DeepMind’s New AI Can Predict Genetic Diseases

About 10 years ago, Žiga Avsec was a PhD physics student who found himself taking a crash course in genomics via a university module on machine learning. He was soon working in a lab that studied rare diseases, on a project aiming to pin down the exact genetic mutation that caused an unusual mitochondrial disease.

Avsec describes this as a challenging problem, like finding a needle in a haystack. There were numerous possibilities in the genetic code, with DNA mutations that could cause significant harm to a person’s biology. The focus was on missense variants, which are alterations in a single letter of the genetic code that lead to the production of a different amino acid in a protein. Amino acids are essential for building proteins, which are crucial for various bodily functions. Therefore, even minor changes can have significant and widespread consequences.

There are 71 million possible missense variants in the human genome, and the average person carries more than 9,000 of them. Most are harmless, but some have been implicated in genetic diseases such as sickle cell anemia and cystic fibrosis, as well as more complex conditions like type 2 diabetes, which may be caused by a combination of small genetic changes. Avsec started asking his colleagues: “How do we know which ones are actually dangerous?” The answer: “Well largely, we don’t.”

Out of the 4 million missense variants observed in humans, only a small fraction of 2 percent have been classified as either harmful or harmless after extensive and costly research efforts. Analyzing the impact of a single missense variant can be a time-consuming process that may span several months.

Today, a tool called AlphaMissense has been released by Google DeepMind, where Avsec currently works as a staff research scientist. This tool can greatly speed up the process of analyzing missense variants and accurately predict the probability of them causing a disease, surpassing the accuracy of existing tools with a rate of 90 percent.

It’s built on AlphaFold, DeepMind’s groundbreaking model that predicted the structures of hundreds of millions proteins from their amino acid composition, but it doesn’t work in the same way. Instead of making predictions about the structure of a protein, AlphaMissense operates more like a large language model such as OpenAI’s ChatGPT.

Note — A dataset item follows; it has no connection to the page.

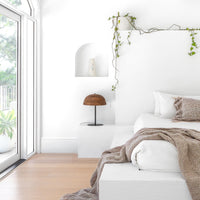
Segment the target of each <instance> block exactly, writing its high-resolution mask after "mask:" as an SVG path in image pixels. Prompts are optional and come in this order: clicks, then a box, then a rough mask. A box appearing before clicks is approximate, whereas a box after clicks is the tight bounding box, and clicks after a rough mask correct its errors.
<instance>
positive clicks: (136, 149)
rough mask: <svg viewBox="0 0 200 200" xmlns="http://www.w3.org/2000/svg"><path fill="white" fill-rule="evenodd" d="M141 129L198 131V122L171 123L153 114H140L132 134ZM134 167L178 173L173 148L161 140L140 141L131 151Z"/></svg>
mask: <svg viewBox="0 0 200 200" xmlns="http://www.w3.org/2000/svg"><path fill="white" fill-rule="evenodd" d="M141 128H187V129H196V130H200V123H199V122H173V121H172V120H171V119H164V118H161V117H158V116H155V115H153V114H142V115H141V116H140V117H139V118H138V119H137V120H136V123H135V126H134V132H137V131H138V130H140V129H141ZM131 160H132V163H133V165H134V166H136V167H138V168H139V169H143V170H155V171H169V172H180V168H179V164H178V154H177V150H176V148H175V146H173V145H172V144H170V143H169V142H166V141H162V140H148V141H142V142H141V143H140V144H139V145H137V146H136V148H135V149H134V150H133V153H132V156H131Z"/></svg>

It has been trained on the language of human (and primate) biology, so it knows what normal sequences of amino acids in proteins should look like. When it’s presented with a sequence gone awry, it can take note, as with an incongruous word in a sentence. “It’s a language model but trained on protein sequences,” says Jun Cheng, who, with Avsec, is co-lead author of a paper published today in Science that announces AlphaMissense to the world. “If we substitute a word from an English sentence, a person who is familiar with English can immediately see whether these substitutions will change the meaning of the sentence or not.”

Pushmeet Kohli, DeepMind’s vice president of research, uses the analogy of a recipe book. If AlphaFold was concerned with exactly how ingredients might bind together, AlphaMissense predicts what might happen if you use the wrong ingredient entirely.